Case Study

Invoice Tracker SaaS — Billing System Built with Laravel and Stripe

Invoice Tracker is a lightweight billing SaaS built with Laravel 12, Livewire 3 and Stripe Checkout. This case study focuses on the architectural decisions behind the payment workflow: how invoices, totals and payment states were modeled, and how Stripe webhooks were used to keep the system reliable and synchronized in real time.

Portfolio SaaS demo
Role: Fullstack Laravel Engineer Laravel 12 · Livewire 3 · TailwindCSS · Stripe · MySQL

Overview

Invoice Tracker was designed as a compact SaaS demo focused on a complete billing workflow. The system allows authenticated users to manage clients, create invoices with itemized lines, calculate totals and export invoices as PDF documents. The project was intentionally kept small in scope, but structured around patterns commonly found in real SaaS products.

The main objective was to build a portfolio-ready project that could demonstrate more than a CRUD: it needed to include a real payment flow. For that reason, Stripe Checkout and webhook-based confirmation were integrated so that invoice state could be updated reliably after a successful payment.

System Architecture

Domain Modeling

The billing domain is centered around a simple but clear relationship structure: clients, invoices and invoice items. Each invoice belongs to a client and contains one or more item lines used to calculate subtotal, tax and total. This provided a clean domain model for representing a typical invoicing workflow without unnecessary complexity.

Livewire-Based Interface

Livewire was used to build the main interface for clients and invoices, including index, create, edit and show screens. The goal was to keep the application server-driven while still providing a dynamic user experience. This approach kept the project simple to deploy and SEO-friendly, while avoiding the overhead of a separate SPA frontend.

Payment Integration Layer

Stripe Checkout was integrated as the hosted payment layer for one-time invoice payments. Instead of handling card data directly, the application creates a Checkout Session and redirects the user to Stripe. Metadata is attached to the session so the related invoice can be identified later when Stripe sends the confirmation event.

Webhook Confirmation Flow

Payment confirmation is handled through a dedicated webhook endpoint. When Stripe emits the checkout.session.completed event, the application verifies the request signature and updates the corresponding invoice.
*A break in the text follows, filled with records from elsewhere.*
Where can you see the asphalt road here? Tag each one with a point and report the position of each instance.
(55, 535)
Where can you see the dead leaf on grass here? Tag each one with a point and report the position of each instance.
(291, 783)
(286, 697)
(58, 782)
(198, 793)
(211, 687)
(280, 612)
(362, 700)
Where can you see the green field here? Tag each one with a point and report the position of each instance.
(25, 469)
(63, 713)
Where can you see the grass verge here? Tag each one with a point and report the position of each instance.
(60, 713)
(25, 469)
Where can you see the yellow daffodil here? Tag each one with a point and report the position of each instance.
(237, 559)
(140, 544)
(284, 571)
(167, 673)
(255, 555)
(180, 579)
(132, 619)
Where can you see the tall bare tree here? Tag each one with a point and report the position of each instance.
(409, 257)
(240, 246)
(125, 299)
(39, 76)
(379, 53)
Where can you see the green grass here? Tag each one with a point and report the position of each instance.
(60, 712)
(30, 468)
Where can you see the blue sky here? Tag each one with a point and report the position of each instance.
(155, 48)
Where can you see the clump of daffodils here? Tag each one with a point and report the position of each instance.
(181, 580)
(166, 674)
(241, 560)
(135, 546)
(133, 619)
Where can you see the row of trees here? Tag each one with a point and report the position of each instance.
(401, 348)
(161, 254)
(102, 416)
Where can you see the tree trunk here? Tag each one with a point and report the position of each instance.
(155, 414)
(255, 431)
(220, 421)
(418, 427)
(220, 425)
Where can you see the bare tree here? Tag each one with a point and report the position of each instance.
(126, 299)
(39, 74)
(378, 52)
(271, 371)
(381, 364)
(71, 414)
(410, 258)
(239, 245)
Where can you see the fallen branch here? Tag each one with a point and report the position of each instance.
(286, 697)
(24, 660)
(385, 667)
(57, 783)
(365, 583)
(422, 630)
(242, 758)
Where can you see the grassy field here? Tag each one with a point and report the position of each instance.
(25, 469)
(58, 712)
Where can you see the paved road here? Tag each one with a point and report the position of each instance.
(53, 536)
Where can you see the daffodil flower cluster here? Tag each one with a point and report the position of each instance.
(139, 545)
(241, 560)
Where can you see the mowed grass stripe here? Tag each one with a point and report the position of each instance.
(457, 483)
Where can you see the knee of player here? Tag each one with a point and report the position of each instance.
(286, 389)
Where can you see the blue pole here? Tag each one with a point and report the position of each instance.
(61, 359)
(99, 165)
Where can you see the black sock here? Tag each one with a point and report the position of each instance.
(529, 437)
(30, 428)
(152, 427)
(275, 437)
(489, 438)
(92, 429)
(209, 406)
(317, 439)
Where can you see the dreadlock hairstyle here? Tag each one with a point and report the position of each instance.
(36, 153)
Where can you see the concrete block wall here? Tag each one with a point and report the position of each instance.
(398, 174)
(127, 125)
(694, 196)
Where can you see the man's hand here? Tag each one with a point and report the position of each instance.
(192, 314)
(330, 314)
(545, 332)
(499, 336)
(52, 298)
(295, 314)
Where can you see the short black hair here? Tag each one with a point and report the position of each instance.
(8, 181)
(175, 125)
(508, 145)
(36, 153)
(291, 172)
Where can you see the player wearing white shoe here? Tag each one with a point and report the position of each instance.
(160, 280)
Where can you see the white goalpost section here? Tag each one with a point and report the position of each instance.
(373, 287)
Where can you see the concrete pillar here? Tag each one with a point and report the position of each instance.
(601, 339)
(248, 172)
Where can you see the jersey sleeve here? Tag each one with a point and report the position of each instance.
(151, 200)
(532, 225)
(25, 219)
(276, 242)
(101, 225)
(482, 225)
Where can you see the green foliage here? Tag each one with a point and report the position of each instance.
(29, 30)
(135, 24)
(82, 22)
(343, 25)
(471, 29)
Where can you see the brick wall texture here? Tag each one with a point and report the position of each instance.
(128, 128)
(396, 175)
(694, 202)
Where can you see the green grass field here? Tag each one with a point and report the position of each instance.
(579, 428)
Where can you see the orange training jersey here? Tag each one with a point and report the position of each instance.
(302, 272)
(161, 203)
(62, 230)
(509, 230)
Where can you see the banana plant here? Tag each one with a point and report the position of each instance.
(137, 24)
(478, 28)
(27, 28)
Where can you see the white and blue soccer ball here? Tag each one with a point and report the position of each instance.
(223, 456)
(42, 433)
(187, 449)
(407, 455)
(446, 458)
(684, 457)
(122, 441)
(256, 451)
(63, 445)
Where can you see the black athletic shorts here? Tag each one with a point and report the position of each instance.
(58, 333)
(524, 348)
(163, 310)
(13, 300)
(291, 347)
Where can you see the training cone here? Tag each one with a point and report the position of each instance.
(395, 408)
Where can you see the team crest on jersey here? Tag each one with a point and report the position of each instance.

This ensures the system does not rely on browser redirects as the source of truth for payment status.

Key principle: keep the billing flow simple for the user, but reliable on the backend by separating payment initiation from payment confirmation.

Technical Decisions

  • Stripe Checkout instead of custom payment forms: using Stripe-hosted Checkout reduced complexity and avoided handling sensitive card data directly, while still providing a real billing flow suitable for SaaS products.
  • Webhook-driven payment confirmation: invoice status is not updated from the success page redirect. Instead, the system waits for Stripe’s signed webhook event, which provides a more reliable and production-oriented pattern.
  • Dedicated Stripe controllers: payment initiation and webhook handling were moved out of the routes file into dedicated controllers, keeping routing cleaner and preparing the codebase for future growth.
  • Clear invoice lifecycle states: the project uses explicit statuses such as draft, sent, paid and overdue, allowing the UI and business logic to stay synchronized and easier to reason about.

Payment Workflow

The payment workflow was designed to simulate a realistic SaaS billing experience: the user opens an invoice, reviews its details and initiates payment through a “Pay with Stripe” action. The application creates a Checkout Session on the server and redirects the user to Stripe’s hosted checkout page.

Once payment is completed, Stripe redirects the user back to the application, but the invoice is not considered paid yet. The final update only happens when the webhook endpoint receives and validates the Stripe event. At that point, the invoice status changes to paid, the payment timestamp is stored and the UI updates automatically by hiding the payment button.

This separation between user-facing success screens and backend confirmation mirrors how payment systems are typically implemented in production, where redirects are treated as UX signals, not as the source of truth.

Lessons Learned

Building this project reinforced the importance of reliability in payment workflows. The most relevant lesson was that success pages are not enough: the backend must always rely on signed webhook events to confirm financial actions. It also highlighted how even a small SaaS demo benefits from clear separation between UI, controllers and domain logic.

The project was also useful for practicing a more product-oriented mindset: not just making something work, but making it behave like a real billing system with consistent statuses, clear user feedback and predictable flows.

Future Improvements

Future iterations could include storing Stripe session identifiers and payment intent references, adding a dedicated payment history section and introducing more robust reporting inside the dashboard. It would also make sense to harden the billing layer further for production by refining logging, retry handling and deployment configuration for live Stripe environments.